De pie, en medio del cuartito miserable. Sin condón. Sin recordar siquiera su nombre o dónde la conocí. Cuestiones, por supuesto, sin trascendencia en una ciudad que está a punto de ser sepultada por la lava ardiente de sus volcanes.
Antes de que la deposite de nuevo en la estera ya ha tenido dos orgasmos. Suspira y aprieta los dientes hasta hacerlos rechinar. La volteo y al estilo perro la penetro a fondo deteniéndome en su interior unos segundos para enseguida moverme lenta y circularmente mientras le acaricio el clítoris con los dedos índice y pulgar de mi mano derecha, lo cual la hace mover la cabeza como poseída y agitar su cabello corto y disparejo teñido de un morado, a juego con sus tatuajes, que está empezando a despintarse.
Tiene un orgasmo tras otro pero aún entre suspiros insiste en cambiar de posición. “Déjame montarte”, me dice y con un movimiento de luchador experto me tumba de espaldas y se encarama de nuevo en mi mástil. “No me gusta tenerla afuera. No me la saques nunca, güey”, jadea y pone los ojos en blanco. Es una gran gozadora esta cabrona. Me gustan las mujeres así: con espíritu de ahuianime azteca, esas putas felices y desmadrosas que chingaban alegremente con los caballeros jaguar.
Verdaderamente lo estamos disfrutando pero al recordar que estoy rodeado por artistas alternativos que justo en este momento podrían estar orinando, tomando café orgánico o comiendo fruta con granola, mi libido se esfuma por completo.
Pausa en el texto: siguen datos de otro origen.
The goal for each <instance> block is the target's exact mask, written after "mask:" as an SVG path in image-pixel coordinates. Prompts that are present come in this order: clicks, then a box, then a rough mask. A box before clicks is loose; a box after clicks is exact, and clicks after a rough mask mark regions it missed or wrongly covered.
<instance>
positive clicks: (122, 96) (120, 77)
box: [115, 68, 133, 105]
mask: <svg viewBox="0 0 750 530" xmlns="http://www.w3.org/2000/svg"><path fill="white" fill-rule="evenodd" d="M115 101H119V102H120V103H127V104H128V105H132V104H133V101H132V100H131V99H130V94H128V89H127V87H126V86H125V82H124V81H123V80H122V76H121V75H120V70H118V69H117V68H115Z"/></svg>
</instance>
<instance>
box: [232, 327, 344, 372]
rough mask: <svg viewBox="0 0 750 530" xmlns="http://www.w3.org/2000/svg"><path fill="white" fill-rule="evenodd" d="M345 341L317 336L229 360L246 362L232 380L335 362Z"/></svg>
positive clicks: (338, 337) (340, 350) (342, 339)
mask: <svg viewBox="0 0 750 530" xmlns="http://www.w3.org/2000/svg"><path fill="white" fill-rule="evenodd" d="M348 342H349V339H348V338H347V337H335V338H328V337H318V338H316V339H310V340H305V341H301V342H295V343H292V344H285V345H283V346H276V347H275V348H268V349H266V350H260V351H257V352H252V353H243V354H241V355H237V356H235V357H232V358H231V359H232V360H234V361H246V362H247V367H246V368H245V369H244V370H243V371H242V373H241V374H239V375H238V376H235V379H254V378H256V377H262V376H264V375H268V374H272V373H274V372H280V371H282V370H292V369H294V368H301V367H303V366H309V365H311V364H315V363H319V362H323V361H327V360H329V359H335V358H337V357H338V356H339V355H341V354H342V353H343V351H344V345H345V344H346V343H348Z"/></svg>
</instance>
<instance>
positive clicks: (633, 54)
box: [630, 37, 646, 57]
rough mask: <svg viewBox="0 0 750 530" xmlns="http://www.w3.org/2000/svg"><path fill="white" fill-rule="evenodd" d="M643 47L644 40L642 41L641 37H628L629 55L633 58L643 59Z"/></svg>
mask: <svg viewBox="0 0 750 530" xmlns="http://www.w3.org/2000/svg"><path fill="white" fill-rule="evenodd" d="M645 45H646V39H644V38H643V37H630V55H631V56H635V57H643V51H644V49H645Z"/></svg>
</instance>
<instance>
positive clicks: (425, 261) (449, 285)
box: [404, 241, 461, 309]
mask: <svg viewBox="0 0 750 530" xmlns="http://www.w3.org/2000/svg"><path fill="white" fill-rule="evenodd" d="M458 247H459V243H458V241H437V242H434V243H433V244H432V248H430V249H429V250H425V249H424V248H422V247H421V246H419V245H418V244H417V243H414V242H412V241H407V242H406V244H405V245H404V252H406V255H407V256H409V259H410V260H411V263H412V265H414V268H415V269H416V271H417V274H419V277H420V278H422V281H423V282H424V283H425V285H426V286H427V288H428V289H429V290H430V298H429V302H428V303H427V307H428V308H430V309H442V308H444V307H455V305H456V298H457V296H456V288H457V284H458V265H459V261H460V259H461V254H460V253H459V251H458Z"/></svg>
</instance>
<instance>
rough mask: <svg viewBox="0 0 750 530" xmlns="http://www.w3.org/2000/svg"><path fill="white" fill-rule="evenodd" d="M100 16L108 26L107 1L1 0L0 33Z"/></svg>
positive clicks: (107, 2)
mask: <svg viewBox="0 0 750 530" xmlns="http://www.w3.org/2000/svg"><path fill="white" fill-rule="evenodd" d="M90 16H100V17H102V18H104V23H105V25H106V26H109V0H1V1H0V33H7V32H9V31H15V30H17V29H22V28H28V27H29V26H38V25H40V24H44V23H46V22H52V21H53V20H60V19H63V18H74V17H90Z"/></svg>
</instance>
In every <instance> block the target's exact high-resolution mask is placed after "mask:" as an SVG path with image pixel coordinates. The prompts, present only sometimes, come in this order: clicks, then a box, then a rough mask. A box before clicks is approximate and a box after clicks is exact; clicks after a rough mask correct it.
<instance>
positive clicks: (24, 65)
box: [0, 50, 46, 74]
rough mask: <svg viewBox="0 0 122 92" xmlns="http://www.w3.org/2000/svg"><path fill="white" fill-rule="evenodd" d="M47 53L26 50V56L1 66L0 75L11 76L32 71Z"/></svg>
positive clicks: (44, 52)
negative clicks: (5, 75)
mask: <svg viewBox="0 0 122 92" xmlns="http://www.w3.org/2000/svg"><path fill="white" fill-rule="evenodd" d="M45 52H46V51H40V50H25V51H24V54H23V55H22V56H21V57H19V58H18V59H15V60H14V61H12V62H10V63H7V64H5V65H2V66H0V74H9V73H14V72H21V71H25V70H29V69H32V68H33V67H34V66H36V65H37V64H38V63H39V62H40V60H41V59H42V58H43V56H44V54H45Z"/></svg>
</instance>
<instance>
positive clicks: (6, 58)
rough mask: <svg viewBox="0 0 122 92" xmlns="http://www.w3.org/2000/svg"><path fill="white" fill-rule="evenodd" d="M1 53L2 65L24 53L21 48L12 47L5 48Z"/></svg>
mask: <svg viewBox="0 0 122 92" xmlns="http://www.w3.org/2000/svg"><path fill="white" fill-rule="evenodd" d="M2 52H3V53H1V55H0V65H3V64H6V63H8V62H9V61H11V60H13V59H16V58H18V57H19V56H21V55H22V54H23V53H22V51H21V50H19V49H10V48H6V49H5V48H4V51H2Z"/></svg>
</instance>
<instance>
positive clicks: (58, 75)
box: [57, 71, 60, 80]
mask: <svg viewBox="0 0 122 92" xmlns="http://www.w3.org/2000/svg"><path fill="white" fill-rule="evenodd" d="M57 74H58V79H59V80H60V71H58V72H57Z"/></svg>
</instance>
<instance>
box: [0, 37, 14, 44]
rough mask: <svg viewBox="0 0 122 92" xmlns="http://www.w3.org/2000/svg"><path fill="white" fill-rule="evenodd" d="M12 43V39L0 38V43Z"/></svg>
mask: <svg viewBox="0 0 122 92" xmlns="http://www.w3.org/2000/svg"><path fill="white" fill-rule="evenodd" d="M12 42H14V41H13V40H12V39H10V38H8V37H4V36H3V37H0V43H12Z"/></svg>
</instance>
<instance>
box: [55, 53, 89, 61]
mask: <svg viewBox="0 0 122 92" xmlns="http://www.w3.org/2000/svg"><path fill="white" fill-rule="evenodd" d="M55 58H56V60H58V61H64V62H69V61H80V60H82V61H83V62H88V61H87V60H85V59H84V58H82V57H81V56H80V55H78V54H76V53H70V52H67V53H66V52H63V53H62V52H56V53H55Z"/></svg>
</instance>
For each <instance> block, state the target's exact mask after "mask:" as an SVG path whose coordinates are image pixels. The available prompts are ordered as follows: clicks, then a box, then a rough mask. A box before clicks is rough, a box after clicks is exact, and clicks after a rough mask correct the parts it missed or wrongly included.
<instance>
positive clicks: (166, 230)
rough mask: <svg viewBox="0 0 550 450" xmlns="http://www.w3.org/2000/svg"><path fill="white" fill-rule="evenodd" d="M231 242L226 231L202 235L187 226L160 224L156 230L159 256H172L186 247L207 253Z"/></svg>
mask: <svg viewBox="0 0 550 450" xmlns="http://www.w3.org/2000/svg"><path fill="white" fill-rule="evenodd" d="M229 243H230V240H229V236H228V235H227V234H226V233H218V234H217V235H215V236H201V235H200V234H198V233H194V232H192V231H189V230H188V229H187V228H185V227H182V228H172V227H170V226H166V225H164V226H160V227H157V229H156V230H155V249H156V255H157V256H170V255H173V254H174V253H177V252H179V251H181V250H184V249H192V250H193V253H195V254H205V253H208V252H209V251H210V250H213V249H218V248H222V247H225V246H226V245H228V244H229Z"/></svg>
La dejo juguetear unos cinco minutos más y antes de sacársela, le digo “ya basta, pequeña, es hora de irme”.
Sin darle tiempo de nada, me visto y salgo del cuarto. Todo el departamento está en ruinas: paredes derruidas que permiten ver su esqueleto en la sala; una plancha de concreto a medio construir en la cocina y en el baño sacos de cemento y pedazos de aluminio por todos lados.
Seguramente lo están remodelando para que la lava lo encuentre bonito cuando venga a devorarnos. Antes de salir, veo abrazados en un sillón viejo y polvoriento a los dos maricas a los que recuerdo nebulosamente haber confesado ayer, mientras bailoteábamos escuchando a los M83, mi fascinación por los zapatos Manolo Blahnik. Al oír la chapa de la puerta, uno de ellos se incorpora y me dice en un inglés chapucero “take care, man”.
En la calle el sol calienta tímidamente y unos cuantos pájaros, sobrevivientes obstinados a los venenos tóxicos que matan ancianos y bebés indígenas, combinan sus cantos con el ruido enloquecido de los autos creando una especie de música demente. Desde su ventana, la mujer de las orquídeas tatuadas, con las tetas al aire, agita su mano derecha en señal de despedida y me pregunta a gritos, cagada de risa “¿cómo te llamaste?” No le respondo.
A lo lejos se ve la Avenida Insurgentes vomitando autos y metrobuses. En una esquina, al lado de un bote de tamales atendido por una mujer gorda como un pavo navideño, un hipster, idéntico a otros cientos de hipsters, pide un atole y uno “de verde, en torta, por favor”. Cuando paso junto a él, el humo escapa del cilindro de hojalata y sube al cielo en volutas irregulares. Parpadeo y el espectro aparece de nuevo.
Los jotos tenían razón: debo cuidarme. Tengo que alejarme de esa gente: de su genio artístico, de sus esteras azules y de sus vaginas devoradoras.